Maybe you can also view it as a kind of balance. VNs are not popular enough to be mainstream (for reasons X, Y, Z...), but if they were, it would probably mean that their popularity would have to come at the expense of the popularity of something else.monele wrote:How many people actually *know* about Kana? Whereas you will find tons of people who know the Resident Evil name without ever playing the games. And that's the whole problem, you can't think of selling something that people never heard about. And you can't say people don't like something they've never heard about either.
I remember there were always a few dominant genres in gaming, and this handful is also existent today - with somewhat different genres at the top at the moment. So what I am saying is that there is only so much place for the top few, and whenever something new comes to the top, it usually means something else is being pushed down - simply because there is room for let's say five great summer blockbusters.
If you were to make a hundred equally great movies and run them the same summer, no matter how good they would be, somehow I believe a top five would still come out of them. On one side it's overload, so there has to be a selection, no matter how unjust it may be - and on the other hand, people need some sort of a yardstick, to see where things fit in and to build a kind of perspective and orientation.
Usually I am reminded of this whenever I want to try something new - such as plunging into the world of websites about plants. I quickly look for the few that stand out because of their rating or popularity - not really beacause I would think they are the best for me, but I need to establish a basis from which I can then see what I really need. And I think this is a very important role for mainstream.
Even in VNs, you have the top bunch, and to be honest it would be a big coincidence if they were exactly the top games for you, as everyone has their special mix of favorites that sometimes includes some of the the big titles, but also has a few of the amateur works maybe, or something rare, or maybe a game that many people don't like. Also, you will have your favorites ordered in a special way, and the one you like the most doesn't have to be the big title. But it can be.
So there is space for everyone. To come back to the original thought, it's I think more a question of understanding the purpose of popularity and ranking and how it helps, rather than trying to find out why the popularity is on a certain (low) level only and by default making it a goal to increase the popularity. IMO it will develop naturally, if people act naturally.

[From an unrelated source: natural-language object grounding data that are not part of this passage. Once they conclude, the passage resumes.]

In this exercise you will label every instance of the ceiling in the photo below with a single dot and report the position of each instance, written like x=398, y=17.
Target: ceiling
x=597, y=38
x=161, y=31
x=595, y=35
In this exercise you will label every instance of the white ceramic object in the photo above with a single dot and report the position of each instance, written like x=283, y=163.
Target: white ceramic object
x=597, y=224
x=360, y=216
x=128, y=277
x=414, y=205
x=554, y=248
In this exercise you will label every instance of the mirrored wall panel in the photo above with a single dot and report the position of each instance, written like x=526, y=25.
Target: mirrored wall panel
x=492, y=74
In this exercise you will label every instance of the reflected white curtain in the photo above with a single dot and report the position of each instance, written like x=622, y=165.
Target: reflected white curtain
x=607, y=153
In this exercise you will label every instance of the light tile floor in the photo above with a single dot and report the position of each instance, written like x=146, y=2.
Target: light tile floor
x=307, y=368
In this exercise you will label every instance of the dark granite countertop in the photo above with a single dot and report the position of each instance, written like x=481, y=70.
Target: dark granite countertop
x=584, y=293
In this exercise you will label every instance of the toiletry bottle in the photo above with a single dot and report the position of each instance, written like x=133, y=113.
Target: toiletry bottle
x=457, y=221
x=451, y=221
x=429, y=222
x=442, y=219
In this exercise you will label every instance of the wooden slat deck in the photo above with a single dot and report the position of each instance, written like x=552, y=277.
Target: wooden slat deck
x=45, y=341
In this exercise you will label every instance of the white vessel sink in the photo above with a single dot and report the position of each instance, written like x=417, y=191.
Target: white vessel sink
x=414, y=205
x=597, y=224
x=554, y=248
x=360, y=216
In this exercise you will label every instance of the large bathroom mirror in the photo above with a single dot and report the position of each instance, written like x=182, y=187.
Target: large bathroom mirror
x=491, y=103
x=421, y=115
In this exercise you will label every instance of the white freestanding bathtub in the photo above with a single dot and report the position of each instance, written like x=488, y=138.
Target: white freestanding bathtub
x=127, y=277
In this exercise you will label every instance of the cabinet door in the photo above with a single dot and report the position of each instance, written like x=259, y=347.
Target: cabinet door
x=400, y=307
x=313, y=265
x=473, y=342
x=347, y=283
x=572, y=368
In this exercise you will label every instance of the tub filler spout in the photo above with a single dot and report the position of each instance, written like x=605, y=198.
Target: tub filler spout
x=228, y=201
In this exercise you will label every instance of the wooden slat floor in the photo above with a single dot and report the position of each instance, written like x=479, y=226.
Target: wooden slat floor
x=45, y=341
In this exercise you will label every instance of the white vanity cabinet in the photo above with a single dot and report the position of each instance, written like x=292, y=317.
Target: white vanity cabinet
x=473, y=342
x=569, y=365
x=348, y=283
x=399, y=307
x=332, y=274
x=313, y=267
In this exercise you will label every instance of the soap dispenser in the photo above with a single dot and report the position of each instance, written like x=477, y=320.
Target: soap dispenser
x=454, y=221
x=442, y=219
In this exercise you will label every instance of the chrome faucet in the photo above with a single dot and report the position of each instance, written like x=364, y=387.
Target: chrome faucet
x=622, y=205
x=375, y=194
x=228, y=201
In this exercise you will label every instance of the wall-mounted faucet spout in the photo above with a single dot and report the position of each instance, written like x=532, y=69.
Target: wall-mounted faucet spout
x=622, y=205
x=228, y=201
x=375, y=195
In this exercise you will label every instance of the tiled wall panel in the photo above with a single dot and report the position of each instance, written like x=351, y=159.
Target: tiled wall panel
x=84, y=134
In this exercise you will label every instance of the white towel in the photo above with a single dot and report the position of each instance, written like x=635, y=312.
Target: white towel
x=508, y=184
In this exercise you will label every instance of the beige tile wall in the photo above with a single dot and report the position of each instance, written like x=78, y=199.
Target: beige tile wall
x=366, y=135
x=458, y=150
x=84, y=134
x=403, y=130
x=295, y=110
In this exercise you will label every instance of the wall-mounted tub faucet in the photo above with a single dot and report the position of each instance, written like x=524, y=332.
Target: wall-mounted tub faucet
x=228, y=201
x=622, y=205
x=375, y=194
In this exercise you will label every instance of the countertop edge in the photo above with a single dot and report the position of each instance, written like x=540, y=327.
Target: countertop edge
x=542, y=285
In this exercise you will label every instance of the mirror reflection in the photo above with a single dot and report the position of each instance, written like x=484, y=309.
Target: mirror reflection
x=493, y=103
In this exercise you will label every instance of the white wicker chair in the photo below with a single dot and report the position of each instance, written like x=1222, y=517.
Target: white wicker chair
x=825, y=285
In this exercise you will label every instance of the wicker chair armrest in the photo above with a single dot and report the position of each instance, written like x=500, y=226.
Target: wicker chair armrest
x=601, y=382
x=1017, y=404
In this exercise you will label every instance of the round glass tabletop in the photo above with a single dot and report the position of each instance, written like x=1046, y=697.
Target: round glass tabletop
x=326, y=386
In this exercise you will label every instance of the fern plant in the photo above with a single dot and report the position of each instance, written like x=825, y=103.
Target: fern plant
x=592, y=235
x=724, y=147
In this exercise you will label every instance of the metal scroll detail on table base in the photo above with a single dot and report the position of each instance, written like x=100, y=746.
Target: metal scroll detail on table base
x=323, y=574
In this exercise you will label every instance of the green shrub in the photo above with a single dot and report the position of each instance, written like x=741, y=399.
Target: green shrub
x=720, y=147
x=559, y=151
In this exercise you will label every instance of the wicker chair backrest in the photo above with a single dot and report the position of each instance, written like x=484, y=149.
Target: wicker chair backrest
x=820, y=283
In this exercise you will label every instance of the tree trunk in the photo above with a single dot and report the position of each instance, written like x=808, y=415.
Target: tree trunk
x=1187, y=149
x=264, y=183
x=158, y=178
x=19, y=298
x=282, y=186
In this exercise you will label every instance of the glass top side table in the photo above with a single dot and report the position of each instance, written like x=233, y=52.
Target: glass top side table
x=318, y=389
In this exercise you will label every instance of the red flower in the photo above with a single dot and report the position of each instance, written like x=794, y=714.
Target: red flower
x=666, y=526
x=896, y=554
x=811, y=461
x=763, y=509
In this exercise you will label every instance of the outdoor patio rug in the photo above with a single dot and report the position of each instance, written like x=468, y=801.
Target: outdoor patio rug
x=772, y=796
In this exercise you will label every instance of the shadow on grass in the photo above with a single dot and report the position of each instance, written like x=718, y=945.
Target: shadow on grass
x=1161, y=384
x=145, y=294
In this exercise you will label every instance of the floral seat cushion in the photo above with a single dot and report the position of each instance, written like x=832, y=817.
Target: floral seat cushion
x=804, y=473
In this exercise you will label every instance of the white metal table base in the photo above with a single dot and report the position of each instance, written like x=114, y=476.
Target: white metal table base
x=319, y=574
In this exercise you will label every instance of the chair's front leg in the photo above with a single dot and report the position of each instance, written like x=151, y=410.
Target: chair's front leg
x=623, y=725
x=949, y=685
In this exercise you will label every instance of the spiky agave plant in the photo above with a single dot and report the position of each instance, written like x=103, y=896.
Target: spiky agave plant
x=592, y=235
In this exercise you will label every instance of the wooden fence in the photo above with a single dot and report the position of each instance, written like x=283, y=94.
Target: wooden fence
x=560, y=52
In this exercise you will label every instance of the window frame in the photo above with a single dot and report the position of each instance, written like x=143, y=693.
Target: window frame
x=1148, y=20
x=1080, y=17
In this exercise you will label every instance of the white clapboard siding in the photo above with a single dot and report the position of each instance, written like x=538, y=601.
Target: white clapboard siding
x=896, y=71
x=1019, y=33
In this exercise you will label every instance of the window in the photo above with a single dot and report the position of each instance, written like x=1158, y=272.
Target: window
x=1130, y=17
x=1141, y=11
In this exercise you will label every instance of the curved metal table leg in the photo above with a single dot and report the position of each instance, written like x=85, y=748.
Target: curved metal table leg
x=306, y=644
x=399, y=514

What I especially wanted to say is that it cannot be a bad thing to be less popular, and it's not a bad thing if you don't primarily aim at getting popular.
Of course, you will get the automatic response that this is a virtue out of a necessity, that you are not good enough to make it to the top, so you just invent reasons why not being popular is okay. But striving to achieve popularity or being the best is a goal for a different time and area for different people. A person in his role as a commercial VN developer will often want to strive for perfection in his work, but in his role as a hobby runner it will be enough for him to have participated in the marathon and finished it without setting any greater goals for the future.
A professional runner on the other hand, will want to be the quickest - but in his side job as a consultant for a simple running computer game, he will be happy to see that a certain audience likes his work once it's done - you cannot laugh at him saying it's no good when his game didn't beat Halo 3 in sales figures, because that's missing the point - of the game, as well as how the person perceives his work on the game.